Sudah cukup banyak pentas kejujuran kita lakukan. Sudah berbilang
jumlah pengakuan keutamaan kita, buah dakwah yang kita gagas. Sudah
banyak potret keluarga baru dalam masyarakat yang kita tampilkan. Namun
berapa banyak deklarasi cinta yang sudah kita nyatakan. Cinta masih
menjadi topik ‘asing’ dalam dakwah kita. Wajah, warna, ekspresi, dan
nuansa cinta kita masih terkesan ‘misteri’. Pertanyaan sederhana,
“Gimana sih, kok kamu bisa nikah dengannya, padahal kan baru kenal.
Emang kamu cinta sama dia?”, dapat kita jadikan indikator miskinnya
kita mengkampanyekan cinta suci dalam dakwah ini.
Pernyataan ‘Nikah dulu Baru Pacaran’ masih menjadi jargon yang
menyimpan pertanyaan misteri, “Bagaimana caranya, emang bisa?”. Sangat
sulit bagi masyarakat kita untuk mencerna dan memahami logika jargon
tersebut. Terutama karena konsumsi informasi media tayangan, bacaan,
diskusi, dan interaksi umum, sama sekali bertolak belakang dengan
jargon tersebut.
Inilah salah satu alasan penting dan mendesak untuk mengkampanyekan
cinta dengan wajah yang berbeda. Memberikan alternatif bagi masyarakat
untuk melihat cinta dengan wujud yang baru. Cinta yang lahir sebagai
bagian dari penyempurnaan status hamba. Cinta yang diberkahi karena
taat kepada Sang Penguasa.

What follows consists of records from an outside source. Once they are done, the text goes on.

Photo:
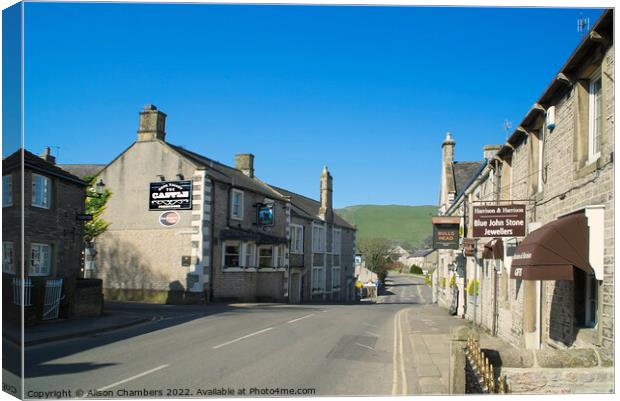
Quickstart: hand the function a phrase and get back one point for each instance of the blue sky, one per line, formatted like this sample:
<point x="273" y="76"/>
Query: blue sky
<point x="368" y="91"/>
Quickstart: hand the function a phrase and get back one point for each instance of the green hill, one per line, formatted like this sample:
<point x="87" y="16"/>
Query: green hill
<point x="407" y="224"/>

Cinta yang menjaga diri dari penyimpangan,
penyelewengan, dan perbuatan ingkar terhadap nikmat Allah yang banyak.
Cinta yang berorientasi bukan sekedar jalan berdua, makan, nonton,
dan seabrek romantika yang berdiri di atas pengkhianatan terhadap
nikmat, rezki, dan amanah yang Allah berikan kepada kita.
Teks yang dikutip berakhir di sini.